# Hickory Stair Treads



## dokuhaku (Sep 15, 2008)

My bread and butter for all these years has been the big box stores. I have encountered many staircases on these jobs and have great success in producing beautiful staircases with prefinished hardwood flooring. However, I have had few chances to work on projects involving solid treads.
This week I will be starting on the following:



















This is my plan:
The treads and risers are to match the hickory flooring (not shown) in the main room adjacent to this foyer. I plan to make rosin paper templates with the aid of a compass. These I will transfer to MDF templates, accounting for the overhang. After checking these on-site, I will manufacture the treads at the shop.
Esteemed members, I am calling upon your experience to shed light on the holes in my plan. How much time _should_ it take. What would _you_ charge for this project (6 curved/open, 6 pie, 6 box)? The bottom step is 8 feet at its longest point.
Thank you in advance for your feedback. I am excited to get this assignment and am confident I will be successful. Still, I am not a Master and I am always open to suggestions.


----------



## Big Dave (Sep 16, 2006)

I would probably do it for around $3500.00 not including materials.
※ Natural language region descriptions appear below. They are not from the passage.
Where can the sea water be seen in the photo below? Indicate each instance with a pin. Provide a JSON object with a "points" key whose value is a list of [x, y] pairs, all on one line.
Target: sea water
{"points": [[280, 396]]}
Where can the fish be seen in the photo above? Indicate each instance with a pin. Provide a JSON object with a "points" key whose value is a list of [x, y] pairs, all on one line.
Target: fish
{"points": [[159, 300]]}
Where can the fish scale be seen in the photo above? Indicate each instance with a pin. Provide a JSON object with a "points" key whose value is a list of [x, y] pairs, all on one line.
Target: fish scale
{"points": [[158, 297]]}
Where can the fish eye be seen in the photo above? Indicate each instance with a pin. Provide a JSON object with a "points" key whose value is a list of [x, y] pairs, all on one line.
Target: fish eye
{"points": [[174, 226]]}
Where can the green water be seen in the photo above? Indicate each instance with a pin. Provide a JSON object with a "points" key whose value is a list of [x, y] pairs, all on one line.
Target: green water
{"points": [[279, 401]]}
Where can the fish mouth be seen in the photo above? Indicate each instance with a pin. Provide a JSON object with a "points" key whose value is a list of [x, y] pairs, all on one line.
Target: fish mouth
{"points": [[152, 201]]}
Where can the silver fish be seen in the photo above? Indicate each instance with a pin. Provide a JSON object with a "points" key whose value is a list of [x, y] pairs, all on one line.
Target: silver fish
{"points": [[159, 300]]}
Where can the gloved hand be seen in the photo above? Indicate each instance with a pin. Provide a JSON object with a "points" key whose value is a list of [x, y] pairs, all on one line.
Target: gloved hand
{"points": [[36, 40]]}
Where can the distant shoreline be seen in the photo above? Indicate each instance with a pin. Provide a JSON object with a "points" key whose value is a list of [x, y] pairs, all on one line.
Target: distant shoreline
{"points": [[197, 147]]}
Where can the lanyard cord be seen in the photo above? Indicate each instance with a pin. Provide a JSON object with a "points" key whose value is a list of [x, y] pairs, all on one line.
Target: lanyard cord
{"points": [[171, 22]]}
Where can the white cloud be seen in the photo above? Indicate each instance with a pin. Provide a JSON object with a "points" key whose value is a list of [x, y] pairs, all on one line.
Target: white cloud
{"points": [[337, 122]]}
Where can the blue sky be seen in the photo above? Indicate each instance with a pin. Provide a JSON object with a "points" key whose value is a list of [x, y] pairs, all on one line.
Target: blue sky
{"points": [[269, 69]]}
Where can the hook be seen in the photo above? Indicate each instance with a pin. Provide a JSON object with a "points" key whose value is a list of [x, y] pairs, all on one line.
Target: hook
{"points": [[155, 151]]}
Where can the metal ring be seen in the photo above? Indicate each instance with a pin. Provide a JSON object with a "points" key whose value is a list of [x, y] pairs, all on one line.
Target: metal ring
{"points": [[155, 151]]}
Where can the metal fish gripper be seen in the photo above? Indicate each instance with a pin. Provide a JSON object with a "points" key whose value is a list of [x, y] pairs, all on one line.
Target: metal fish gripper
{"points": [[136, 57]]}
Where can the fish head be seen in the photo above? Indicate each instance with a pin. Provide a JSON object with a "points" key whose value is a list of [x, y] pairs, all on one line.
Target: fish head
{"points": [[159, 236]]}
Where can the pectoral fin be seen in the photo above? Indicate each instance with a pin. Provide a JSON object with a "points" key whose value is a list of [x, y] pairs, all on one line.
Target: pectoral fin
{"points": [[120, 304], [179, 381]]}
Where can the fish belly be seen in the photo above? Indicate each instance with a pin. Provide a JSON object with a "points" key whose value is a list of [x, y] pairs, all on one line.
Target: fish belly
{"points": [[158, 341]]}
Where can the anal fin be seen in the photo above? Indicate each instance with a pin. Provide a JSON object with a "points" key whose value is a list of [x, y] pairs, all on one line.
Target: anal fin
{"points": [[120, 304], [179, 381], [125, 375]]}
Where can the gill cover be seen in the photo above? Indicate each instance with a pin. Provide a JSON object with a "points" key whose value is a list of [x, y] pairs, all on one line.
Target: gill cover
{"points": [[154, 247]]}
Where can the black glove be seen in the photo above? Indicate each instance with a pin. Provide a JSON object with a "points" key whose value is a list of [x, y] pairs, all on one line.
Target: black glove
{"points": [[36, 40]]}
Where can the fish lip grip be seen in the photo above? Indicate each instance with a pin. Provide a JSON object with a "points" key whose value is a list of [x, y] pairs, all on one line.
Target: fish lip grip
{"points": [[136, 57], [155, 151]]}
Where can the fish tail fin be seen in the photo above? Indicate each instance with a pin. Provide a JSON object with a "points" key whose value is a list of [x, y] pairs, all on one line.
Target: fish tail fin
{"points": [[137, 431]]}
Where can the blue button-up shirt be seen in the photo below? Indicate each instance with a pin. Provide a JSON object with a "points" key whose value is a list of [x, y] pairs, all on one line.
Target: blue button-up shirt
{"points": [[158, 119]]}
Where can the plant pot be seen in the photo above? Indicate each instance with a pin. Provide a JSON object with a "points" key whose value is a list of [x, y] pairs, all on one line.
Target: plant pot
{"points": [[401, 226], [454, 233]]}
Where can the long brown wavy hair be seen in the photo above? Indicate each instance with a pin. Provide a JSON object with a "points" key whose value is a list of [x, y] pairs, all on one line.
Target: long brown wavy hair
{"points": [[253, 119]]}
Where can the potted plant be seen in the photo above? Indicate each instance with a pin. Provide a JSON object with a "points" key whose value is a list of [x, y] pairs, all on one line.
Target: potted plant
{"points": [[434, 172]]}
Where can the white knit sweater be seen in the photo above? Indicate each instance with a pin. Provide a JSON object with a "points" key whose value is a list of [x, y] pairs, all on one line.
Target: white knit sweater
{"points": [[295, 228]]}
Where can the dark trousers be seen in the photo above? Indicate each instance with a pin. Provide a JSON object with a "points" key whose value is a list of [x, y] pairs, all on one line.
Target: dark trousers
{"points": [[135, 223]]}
Your plan sounds good to me. I would probably build on site though.


----------



## pianoman (Jan 16, 2008)

Big Dave is right in there with the bid...have you thought about the outside hand rail? And why was it framed in such a way(the last tread is wider where it meets the wall). I`m not sure if that`s a code issue in your area. At any rate...the curved skirt with the miter for the risers...and the hand rail will be the challenge. You will need to build a clamping system for the rail right on the treads (with blocks and parallel clamps). It can be done another way! Make a flat clamping jig out of ply...transfer the curve to the ply with pencil lines and build blocks to follow the line or one curved backer board...then use parallel clamps. I hope you`ve done this before. Let us know how it goes. Rick


----------